In 1913, the first logging lease was signed in New York state.
That year, the US logged 8% of the world’s timber, and Australia had logged 8.5%.
Today, we import just over 4% of what we import.
The US had a population of about 4.6 billion, and its share of global output was 9.5%, or about 1.6% of global GDP.
By the 1960s, we imported 2.6 million tonnes of timber a year.
This had a significant impact on Australia’s economy, which grew by an average of 4.5% annually between 1960 and 1975.
But the US timber export boom did not last.
During the 1970s and 1980s, Australia’s timber exports grew at a much slower rate, at about 3% per annum.
It was also hard for the industry to adjust to the changing economic climate, as Australia’s domestic markets were closed to imports in the late 1970s.
By 2000, it had become clear that the boom was over.
Today, about 10% of Australian industry is reliant on US imports.
While Australia has a much larger share of the global timber market than the United Kingdom, our trade deficit with the US has been much larger than the trade deficit between the United states and the UK.
For this reason, the timber industry is likely to struggle to keep up with the growing demand for timber in China, India, South Africa and elsewhere.

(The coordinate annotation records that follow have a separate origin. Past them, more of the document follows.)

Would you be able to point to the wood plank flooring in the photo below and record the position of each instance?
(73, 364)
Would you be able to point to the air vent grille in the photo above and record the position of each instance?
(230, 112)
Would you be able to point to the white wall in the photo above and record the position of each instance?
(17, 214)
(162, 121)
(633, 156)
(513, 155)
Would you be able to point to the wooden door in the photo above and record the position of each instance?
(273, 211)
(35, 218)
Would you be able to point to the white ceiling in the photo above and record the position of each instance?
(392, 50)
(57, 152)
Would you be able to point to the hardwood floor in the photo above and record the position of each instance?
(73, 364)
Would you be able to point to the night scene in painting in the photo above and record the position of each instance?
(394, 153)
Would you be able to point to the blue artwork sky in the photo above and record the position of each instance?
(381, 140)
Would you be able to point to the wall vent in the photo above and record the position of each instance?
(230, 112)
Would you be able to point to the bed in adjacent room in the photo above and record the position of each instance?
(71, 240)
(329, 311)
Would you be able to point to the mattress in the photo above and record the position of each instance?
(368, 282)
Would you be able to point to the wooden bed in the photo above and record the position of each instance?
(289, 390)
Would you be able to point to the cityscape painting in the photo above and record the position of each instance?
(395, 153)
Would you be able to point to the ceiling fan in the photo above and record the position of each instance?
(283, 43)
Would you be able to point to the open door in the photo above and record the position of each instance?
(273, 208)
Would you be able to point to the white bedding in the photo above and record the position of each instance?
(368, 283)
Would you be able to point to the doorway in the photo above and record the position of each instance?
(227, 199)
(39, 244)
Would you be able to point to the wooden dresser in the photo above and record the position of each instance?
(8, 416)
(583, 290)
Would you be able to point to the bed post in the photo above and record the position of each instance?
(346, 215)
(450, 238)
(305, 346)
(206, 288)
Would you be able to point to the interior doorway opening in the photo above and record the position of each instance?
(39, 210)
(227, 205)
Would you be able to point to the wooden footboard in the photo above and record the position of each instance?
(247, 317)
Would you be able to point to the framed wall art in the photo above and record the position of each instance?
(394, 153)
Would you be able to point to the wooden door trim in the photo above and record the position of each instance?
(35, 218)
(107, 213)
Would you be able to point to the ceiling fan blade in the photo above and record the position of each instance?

So what can we do about it?
We need to understand the dynamics of the timber trade and develop an alternative to the American system of timber sales, which allows the US to export large volumes of timber at low prices and in high volumes.
We also need to develop a new trade relationship between Australia and the US, in the hope that this can give Australia a better handle on how its timber exports can be managed in the future.
The timber trade is a complex issue, with no clear solution that will be mutually beneficial for all involved.
Australia needs to understand its trade relationship with the United State and find a way to manage its timber trade in a more effective way.